Policy interest rates at major central banks

Source: Macrobond, ING
Macrobond, ING

More rate hikes to come with policy "too stimulative"

We don’t think the 50bp moves will stop next week. Canada’s economy is being boosted by rising commodity output in response to the global surge in prices in everything from oil to aluminium to wheat. At the same time, the housing market is even hotter than that of the US with the average home price nine times the average household income versus a “mere” 5.5 times income in the US.

Mortgage rates have not risen as rapidly in Canada as they have in the US due to the typical mortgage being a five-year mortgage amortised over 25 years. This rate is more determined by what happens to short-term borrowing costs rather than big swings at the long end of the yield curve, as for the typical 30Y fixed-rate US mortgage. To generate the same degree of monetary tightening, the Bank of Canada tends to need to be more aggressive on policy rate increases.
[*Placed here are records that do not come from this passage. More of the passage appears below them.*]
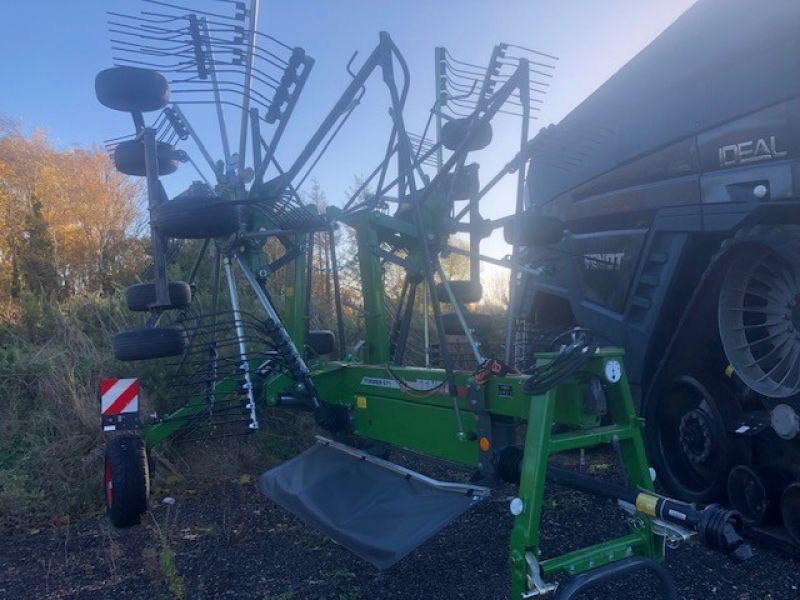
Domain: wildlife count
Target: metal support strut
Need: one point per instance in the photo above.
(237, 320)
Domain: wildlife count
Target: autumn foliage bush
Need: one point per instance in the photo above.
(70, 240)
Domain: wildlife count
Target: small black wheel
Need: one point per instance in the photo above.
(455, 132)
(465, 292)
(141, 295)
(131, 89)
(149, 342)
(129, 158)
(127, 480)
(197, 218)
(479, 323)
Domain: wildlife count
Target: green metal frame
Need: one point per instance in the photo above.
(425, 423)
(411, 407)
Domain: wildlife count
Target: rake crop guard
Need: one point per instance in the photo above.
(234, 362)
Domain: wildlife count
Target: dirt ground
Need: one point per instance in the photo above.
(225, 540)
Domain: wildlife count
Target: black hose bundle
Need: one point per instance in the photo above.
(563, 365)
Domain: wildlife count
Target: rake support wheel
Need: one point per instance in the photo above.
(129, 158)
(196, 217)
(126, 480)
(131, 89)
(149, 342)
(140, 296)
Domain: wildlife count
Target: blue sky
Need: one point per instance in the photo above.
(50, 51)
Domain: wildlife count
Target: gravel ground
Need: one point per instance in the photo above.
(229, 542)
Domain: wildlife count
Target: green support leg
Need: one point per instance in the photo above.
(525, 534)
(376, 349)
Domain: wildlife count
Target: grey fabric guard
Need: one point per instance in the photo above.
(375, 513)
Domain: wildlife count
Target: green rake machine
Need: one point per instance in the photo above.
(247, 346)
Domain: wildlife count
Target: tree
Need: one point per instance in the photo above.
(69, 209)
(37, 270)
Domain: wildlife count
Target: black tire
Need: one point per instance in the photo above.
(197, 217)
(140, 296)
(149, 342)
(465, 292)
(321, 341)
(131, 89)
(454, 132)
(127, 480)
(479, 323)
(687, 441)
(534, 230)
(129, 158)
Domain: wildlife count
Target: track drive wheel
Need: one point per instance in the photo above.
(127, 480)
(688, 441)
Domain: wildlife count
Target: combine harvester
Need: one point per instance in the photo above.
(249, 347)
(677, 181)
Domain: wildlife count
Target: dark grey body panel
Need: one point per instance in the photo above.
(662, 164)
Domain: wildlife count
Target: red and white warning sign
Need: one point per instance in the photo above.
(119, 396)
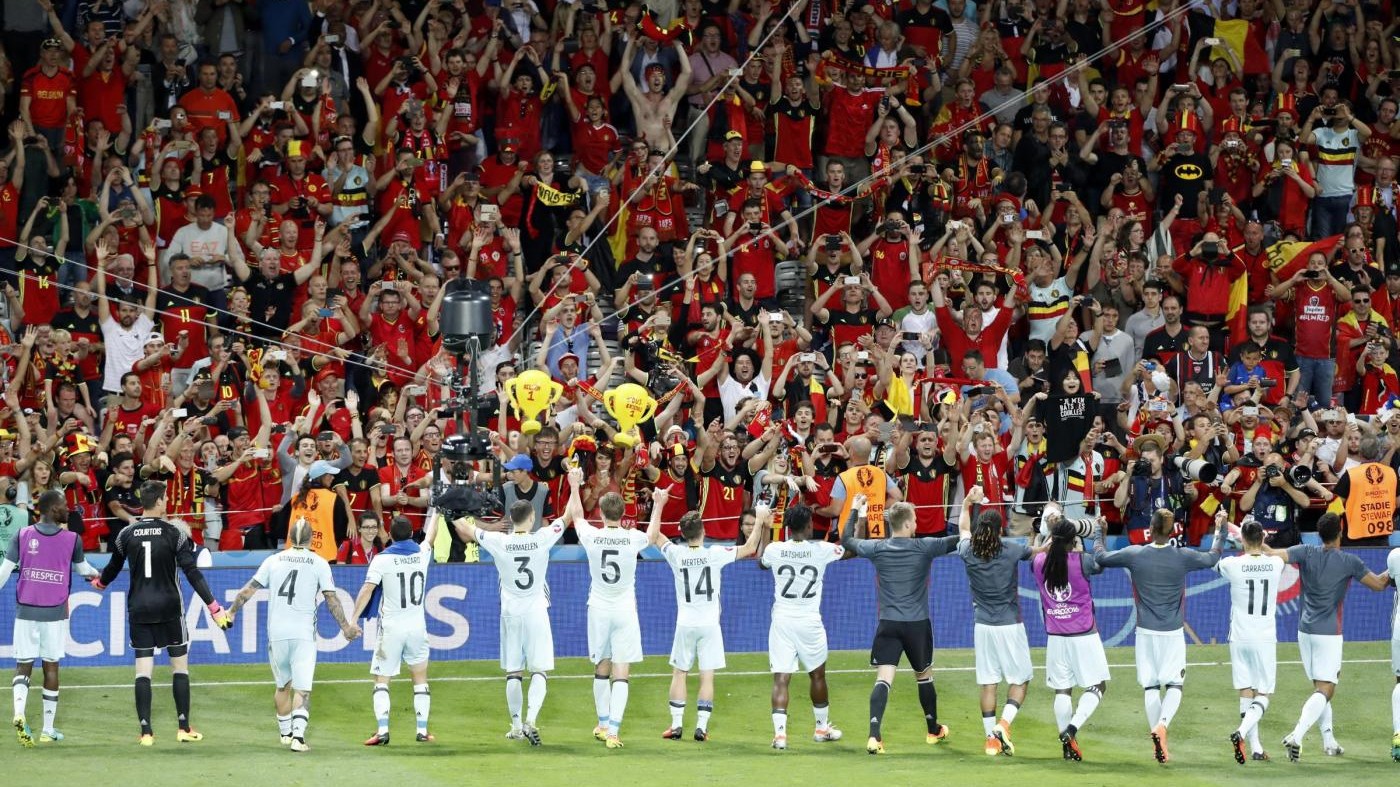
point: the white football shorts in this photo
(293, 661)
(1161, 657)
(795, 643)
(697, 643)
(398, 647)
(1253, 665)
(527, 642)
(1320, 656)
(1001, 653)
(39, 639)
(1075, 661)
(613, 633)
BoC set to 'out hike' the Fed

Consequently, we see greater upside for BoC rates than for the Fed funds rate in the US, with the Bank of Canada set to hike to 3.5% in early 2023, above the 2-3% “neutral range” highlighted by some BoC officials. Nonetheless, as in the US, the harder and faster you go to try and get a grip on inflation, the greater the chance of an adverse reaction in the economy. We wouldn’t be surprised to see the BoC having to consider reversing course in late 2023.

CAD: BoC to remain a bullish factor in the medium-term

Markets are fully pricing in a 50bp rate hike, and attaching a 25-30% implied probability to a 75bp increase. Looking further down the CAD swap curve, however, market pricing does not look excessively aggressive on the hawkish side, as the expected year-end rate is around 2.68% at the moment.

We think the chances that the BoC will hike rates to 3.0% before the end of 2022 are quite elevated, which suggests that – unlike elsewhere in the G10 such as the eurozone or UK – there is some sizeable room for further hawkish re-pricing in rate expectations in Canada. Ultimately, this factor – along with the rate advantage itself – is a bullish argument for the loonie in the medium run, and we continue to see BoC tightening as a contributing factor to pushing USD/CAD below 1.25 in the second half of the year.

Looking at the shorter term, we think only a 75bp hike next week will be able to materially lift the loonie, considering a 50bp move is fully priced in. That said, a scenario where the BoC hikes by 50bp but delivers hawkish hints on more 50bp increases and on the terminal rate should be enough to put a floor under CAD next week.

At the current juncture, USD/CAD dynamics remain strictly tied to swings in global risk sentiment. We’ll likely need to wait for a sustained stabilisation in sentiment before we can see USD/CAD re-align with its fundamentals (rates, commodities, and growth stories), which point to a stronger CAD. With market instability possibly extending into the summer, USD/CAD may stay close to the 1.27-1.28 area, gearing up for a break lower in the latter part of the year.